Yahoo-Yahoo boys – The Nation

Jail or rehabilitation, the bottom line is crime does not pay
The decision of the Economic and Financial Crimes Commission (EFCC) to open a rehabilitation window, in dealing with youths involved in cyber-crimes, would touch a chord in many, just as it triggers alarm in others.

Rehabilitation or prosecution (and eventual jail, if guilt is returned), the point must be made: cyber-crime is abhorrent; and every decent society must frown at it; and reserve its right to mete out stiff punishment to offenders.

If rehabilitation does not vitiate that stern message, then the EFCC’s new agenda would be welcome. But rehabilitation must not be interpreted, nonetheless by the Yahoo-Yahoo boys themselves, as though the state is getting soft on that aspect of crime. Should that interpretation come, the society is sunk.

That is why the EFCC, in implementing this new approach, must strike the right balances to ensure this reform, of the approach to law, does not turn a deform of the society’s moral fibre.

Still, the two principles propelling this new approach is both welcoming and alarming.

From the EFCC’s explanation, exploring rehabilitation, over prosecution and jail, is recourse to that good, old adage: prevention is better than cure. You could even throw in another concept: that of hating the crime but loving the criminal.

Loving the criminal but hating his crime entails that the person involved is only human; and that if he can do crime — and time — he can also, with the right approaches, be weaned of crime. That means though crime is to be condemned and punished, a criminal who has served his term need not remain a criminal forever. Everyone, after all, deserves a second chance.

This thinking is behind the relatively new approach of regarding prison less as punishment, more as correction. Incidentally, the EFCC new thinking is coinciding with the Nigerian Prison Service changing its name to Nigerian Correctional Services.
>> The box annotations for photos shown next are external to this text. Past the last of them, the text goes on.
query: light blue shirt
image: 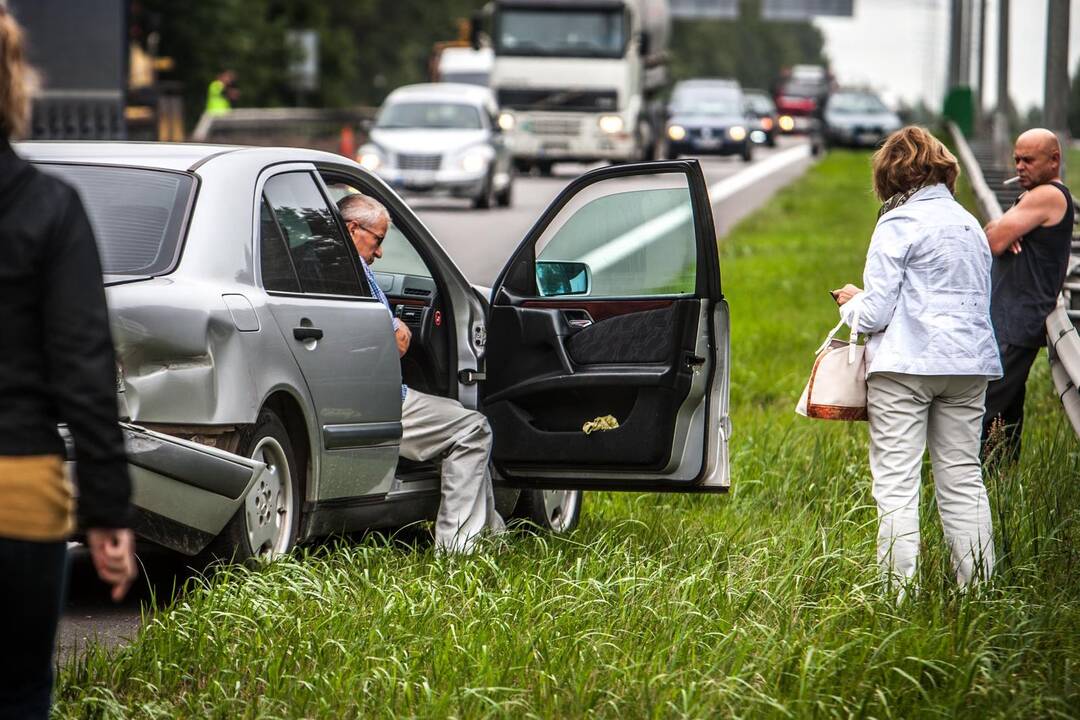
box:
[840,185,1001,379]
[360,258,408,400]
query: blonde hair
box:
[873,125,960,202]
[0,2,38,137]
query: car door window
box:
[259,199,300,293]
[264,173,365,296]
[536,173,697,298]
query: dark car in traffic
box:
[664,79,753,162]
[743,89,780,148]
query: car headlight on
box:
[356,148,382,173]
[597,116,623,135]
[461,150,487,173]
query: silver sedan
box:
[18,142,730,558]
[357,83,514,208]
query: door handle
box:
[293,327,323,340]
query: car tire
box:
[207,409,301,563]
[511,490,584,535]
[473,168,498,210]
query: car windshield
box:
[38,163,194,275]
[828,93,889,112]
[495,8,626,57]
[375,103,484,130]
[672,87,742,116]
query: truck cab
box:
[491,0,671,174]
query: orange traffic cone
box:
[338,125,356,160]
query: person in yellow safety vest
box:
[206,70,238,114]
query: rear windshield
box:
[38,163,194,275]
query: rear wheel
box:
[208,409,300,562]
[513,490,583,535]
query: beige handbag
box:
[795,313,866,420]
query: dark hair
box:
[0,2,37,137]
[873,125,960,202]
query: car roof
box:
[383,82,495,105]
[675,78,740,90]
[15,140,348,172]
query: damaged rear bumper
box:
[69,423,266,555]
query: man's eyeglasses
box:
[349,220,389,246]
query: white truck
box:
[490,0,671,175]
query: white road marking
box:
[578,144,810,272]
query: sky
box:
[814,0,1080,113]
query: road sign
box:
[671,0,739,19]
[761,0,855,21]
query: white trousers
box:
[400,388,505,553]
[866,372,994,586]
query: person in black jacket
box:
[0,3,136,720]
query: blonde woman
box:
[834,126,1001,597]
[0,2,135,720]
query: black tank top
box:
[990,182,1074,348]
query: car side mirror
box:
[537,260,593,298]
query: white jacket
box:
[840,185,1001,379]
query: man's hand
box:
[833,283,863,305]
[394,322,413,356]
[86,528,138,602]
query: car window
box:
[264,173,364,296]
[259,199,300,293]
[536,173,697,297]
[38,163,194,275]
[375,101,484,130]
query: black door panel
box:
[485,298,700,470]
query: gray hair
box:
[338,192,390,228]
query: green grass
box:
[57,152,1080,719]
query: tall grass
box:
[57,152,1080,718]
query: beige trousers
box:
[866,372,994,585]
[400,388,505,553]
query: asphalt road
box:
[57,138,810,662]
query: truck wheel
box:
[206,409,300,563]
[473,168,497,210]
[495,172,514,207]
[512,490,584,535]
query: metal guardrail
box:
[191,107,377,155]
[948,123,1080,436]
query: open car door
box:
[483,161,730,492]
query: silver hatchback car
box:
[18,142,730,558]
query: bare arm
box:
[984,185,1065,257]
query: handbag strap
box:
[813,310,859,365]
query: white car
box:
[356,83,514,208]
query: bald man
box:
[983,128,1072,461]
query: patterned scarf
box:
[878,185,927,218]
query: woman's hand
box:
[833,283,863,305]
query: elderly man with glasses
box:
[338,193,505,553]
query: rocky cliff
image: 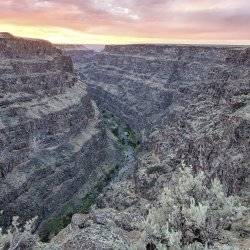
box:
[51,45,250,249]
[0,34,120,230]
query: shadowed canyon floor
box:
[0,35,250,250]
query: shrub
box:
[0,216,37,250]
[145,166,245,249]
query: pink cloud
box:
[0,0,250,40]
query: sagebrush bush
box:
[0,216,37,250]
[145,165,245,249]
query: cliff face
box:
[69,45,250,192]
[54,45,250,249]
[0,36,121,229]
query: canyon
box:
[0,36,122,233]
[0,34,250,250]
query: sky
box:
[0,0,250,44]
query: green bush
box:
[145,166,245,249]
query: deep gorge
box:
[0,36,250,250]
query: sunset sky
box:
[0,0,250,44]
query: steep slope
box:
[53,45,250,249]
[0,35,121,230]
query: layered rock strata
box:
[53,45,250,249]
[0,34,119,229]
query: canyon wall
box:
[52,45,250,249]
[0,34,120,229]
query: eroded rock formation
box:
[0,35,120,229]
[53,45,250,249]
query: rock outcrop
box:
[0,35,120,229]
[53,45,250,249]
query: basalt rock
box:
[53,45,250,249]
[0,34,120,229]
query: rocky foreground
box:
[0,33,120,232]
[0,37,250,250]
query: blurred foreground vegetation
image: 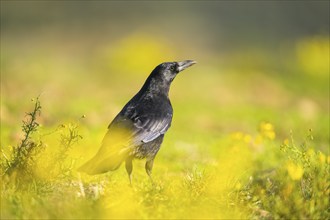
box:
[0,1,330,219]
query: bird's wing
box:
[79,109,172,174]
[130,113,172,145]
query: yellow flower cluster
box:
[286,161,304,180]
[259,122,276,140]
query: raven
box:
[78,60,196,183]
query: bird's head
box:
[140,60,196,95]
[152,60,196,83]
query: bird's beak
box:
[177,60,197,72]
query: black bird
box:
[78,60,196,183]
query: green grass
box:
[1,36,330,219]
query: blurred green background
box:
[1,1,329,150]
[0,1,330,219]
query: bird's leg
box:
[125,157,133,185]
[145,159,154,184]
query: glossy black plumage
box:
[79,60,196,181]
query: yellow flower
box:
[319,152,326,164]
[286,162,304,180]
[244,134,252,143]
[259,122,276,140]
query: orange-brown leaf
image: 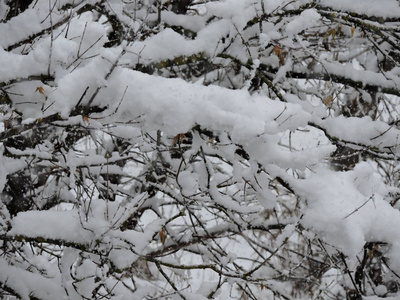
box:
[322,95,333,106]
[272,46,281,56]
[172,133,185,145]
[35,86,44,95]
[159,227,167,244]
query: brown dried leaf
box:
[350,26,356,37]
[272,46,281,56]
[322,95,333,106]
[172,133,185,145]
[159,227,167,244]
[35,86,44,95]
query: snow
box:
[0,257,67,300]
[320,0,400,18]
[9,210,93,245]
[286,9,321,37]
[0,0,400,300]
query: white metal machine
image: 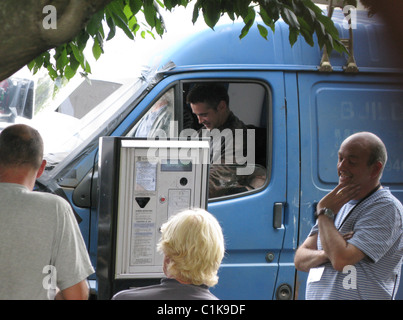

We hope both are not happenstance; and are fired by the common philosophy that the Nigerian state won’t give up on even criminals, until they are reformed.

But even better than reform after crime, “prevention is better than cure” averts crime ab initio, by ensuring proper and decent behaviour. That is why the EFCC proposal to go

work closely with universities and other tertiary institutions, to ensure less and less undergraduates travel that criminal route, is welcome.

The question though is if prevention, at that stage, is not already too late, since these youths would appear to have imbibed the bad habit; and also developed friends and peers that reinforce the bad habit, of wealth without sweat.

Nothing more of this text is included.